Our leaders and elders treat massacres with shrugging indifference after all they and their families are mostly immune from the blood and destruction. The Presidency’s reaction is also inexplicably unhurried. It sets up investigative committees while thousands of citizens are being murdered. Like President Shehu Shagari did with the Maitatsine in the 1980s, setting up the Federal Government commission of enquiry under the chairmanship of Justice Aniagolu, so too has President Jonathan set up a committee of enquiry over Boko Haram.

Hours after the Boko Haram bombing of Nyanyan killed 74 people and injured 124 others, President Jonathan was at a political rally in Kano. Two weeks after the Chibok girls’ abduction the Presidency offered no official statement. And it took nearly four weeks after the Chibok abduction before Northern elders visited the President in Abuja to advise against use of force to get out the abducted girls and suggest two options to secure their freedom: Payment of ransom or release of some detained members of Boko Haram as swap for the girls. Outrageous.

The Nigerian peoples have also, until now, played the role of impotent docility in the decades of bloodletting. We pray that the citizens’ protest marches across the country and the world in the “Bring Back Our Girls” movement would change the strange citizens’ apathy over corruption, misrule, violence and oppression. Our leaders may also have to rethink their pact with the devil and galvanize the political will to stop corruption and callous indifference to the misery, ignorance and poverty of the greater majority of their people.
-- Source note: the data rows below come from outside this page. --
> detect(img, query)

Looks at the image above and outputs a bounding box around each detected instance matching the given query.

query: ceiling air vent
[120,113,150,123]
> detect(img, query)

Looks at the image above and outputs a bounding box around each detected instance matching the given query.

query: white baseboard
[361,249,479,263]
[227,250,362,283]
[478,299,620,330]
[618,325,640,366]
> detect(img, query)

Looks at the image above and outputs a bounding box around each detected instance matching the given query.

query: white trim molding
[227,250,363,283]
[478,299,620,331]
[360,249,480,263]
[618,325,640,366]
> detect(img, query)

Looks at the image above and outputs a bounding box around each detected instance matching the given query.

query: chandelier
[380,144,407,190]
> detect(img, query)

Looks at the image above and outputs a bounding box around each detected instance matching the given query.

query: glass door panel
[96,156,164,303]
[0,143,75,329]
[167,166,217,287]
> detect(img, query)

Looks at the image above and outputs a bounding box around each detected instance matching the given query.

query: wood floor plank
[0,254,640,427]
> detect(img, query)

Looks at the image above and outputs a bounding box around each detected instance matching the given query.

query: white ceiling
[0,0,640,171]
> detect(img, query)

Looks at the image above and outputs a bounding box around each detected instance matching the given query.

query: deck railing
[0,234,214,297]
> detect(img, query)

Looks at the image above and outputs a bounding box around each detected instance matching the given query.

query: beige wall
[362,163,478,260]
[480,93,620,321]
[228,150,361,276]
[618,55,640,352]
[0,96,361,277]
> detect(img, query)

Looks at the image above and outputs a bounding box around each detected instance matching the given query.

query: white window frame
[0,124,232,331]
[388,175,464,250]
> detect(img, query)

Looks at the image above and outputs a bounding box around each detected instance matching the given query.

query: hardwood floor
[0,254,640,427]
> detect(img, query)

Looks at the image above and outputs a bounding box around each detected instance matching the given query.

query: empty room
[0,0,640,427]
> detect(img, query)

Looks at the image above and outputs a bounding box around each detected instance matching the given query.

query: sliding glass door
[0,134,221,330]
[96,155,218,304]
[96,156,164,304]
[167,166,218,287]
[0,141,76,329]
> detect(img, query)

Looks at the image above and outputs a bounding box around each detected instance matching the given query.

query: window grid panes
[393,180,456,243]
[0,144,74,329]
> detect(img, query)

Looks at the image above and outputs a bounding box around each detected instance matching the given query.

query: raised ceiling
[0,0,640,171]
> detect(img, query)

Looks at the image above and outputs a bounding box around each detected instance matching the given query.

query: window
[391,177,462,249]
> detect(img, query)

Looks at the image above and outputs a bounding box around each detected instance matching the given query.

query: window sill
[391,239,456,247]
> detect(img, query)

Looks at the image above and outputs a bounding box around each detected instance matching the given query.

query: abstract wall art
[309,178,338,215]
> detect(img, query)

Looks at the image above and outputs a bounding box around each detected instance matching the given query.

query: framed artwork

The northern elders will particularly do well to find urgent options to the grinding poverty in the north by using state resources to provide education, jobs, opportunities and social amenities.

We must act now and fast. If not Boko Haram may just be the small wave heralding the tsunami waves that may consume all including the ruling elite. Not only must we pray that the Chibok girls are rescued unharmed, we must stop the cycles of bloody violence through elite fairness to the people. A word is enough for the wise.

 

KEN TADAFERUA, a public affairs analyst wrote from Lagos.